If the two doctors agree that Simon is suffering from a mental disorder, and that this is of a nature or to a degree that, despite his refusal to go to hospital, he ought to be detained in hospital in the interest of his own health, his safety, or for the protection of others, they can complete a medical recommendation form and give this to the Approved Mental Health Professional (W.A.G 2008, M.H.A 1983). If the Approved Mental Health Professional agrees that there is no other alternative but to detain Simon in hospital, an application form requesting that the hospital managers detain the person could be completed (W.A.G 2008, M.H.A 1983). Simon’s period of assessment in hospital could then legally begin. Consensual treatment whilst under this Section, such as medication, is permitted but can also be given against Simon’s wishes under Section 2 assessment orders, as observation of response to treatment is considered part of the assessment process (W.A.G 2008, M.H.A 1983). This section would compulsorily admit Simon for a period of twenty eight days upon which it expires and cannot be renewed (W.A.G 2008, M.H.A 1983). Simon will have the right to appeal against this section and can apply to a Tribunal during the first fourteen days; the Tribunal should then take place within seven days of the application (W.A.G 2008, M.H.A 1983).
The main decision would be how to facilitate treatment given that Simon is unwilling to engage with the nursing team. With this in mind, the other possibility open to the Approved Mental Health Professional is compulsory admittance of Simon utilizing Section 3 of the Mental Health Act 1983 (W.A.G 2008, M.H.A 1983). This Section is a treatment order, and can initially last up to six months (W.A.G 2008, M.H.A 1983). It can then, if needed, be renewed after six months, the next order lasts up to six months and each subsequent order lasts up to one year (W.A.G 2008, M.H.A 1983). If Simon is admitted under Section 3 he may appeal to a Tribunal once in a six month period (W.A.G 2008, M.H.A 1983). The hearing usually takes place within six to eight weeks of the application.
One major difference is that for Section 3 treatment orders, the doctors must be clear about Simon’s diagnosis and proposed treatment plan, and be confident that “appropriate medical treatment” is available for him (W.A.G 2008, M.H.A 1983).

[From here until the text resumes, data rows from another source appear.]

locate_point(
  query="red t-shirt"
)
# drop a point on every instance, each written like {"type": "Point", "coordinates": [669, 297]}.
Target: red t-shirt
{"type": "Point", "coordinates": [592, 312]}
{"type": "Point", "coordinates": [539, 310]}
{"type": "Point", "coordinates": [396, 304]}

Most treatments for mental disorder can be given under Section 3 treatment orders, including injections of psychotropic medication such as antipsychotics. However, after three months of detention, either the Simon has to consent to their treatment or an independent doctor has to give a second opinion to confirm that the treatment being given remains in the person’s best interests (W.A.G 2008, M.H.A 1983).
In conclusion, given these extreme circumstances the mental health professionals need to continually risk assess his behaviour to safeguard Simon. If Simon’s behaviour changes and, through dismantling the electrics, putting himself in danger, then the police could use their powers of entry. Being that Simon is reasonably settled though utilising a Section 135 is the route directed by the Mental Health Act.
The Mental Health Team already know Simon from previous successful treatment paths, hence he is currently living in the community. So the need for assessment and diagnosis does not imminently exist. Even though the use of coercion may be exacerbating Simon’s paranoia it is necessary to admit Simon using Section 3 of the Mental Health Act. This would enable the team to immediately restart Simon on his previously identified treatment path. Once this has been achieved and Simon’s symptoms have become more manageable for Simon the therapeutic relationship can be rebuilt and strengthened. The nursing team can collaboratively work with Simon to identify what led to this relapse and with Simon build a future plan to identify relapse signatures and discuss any problems Simon has, if any, with his medication regime.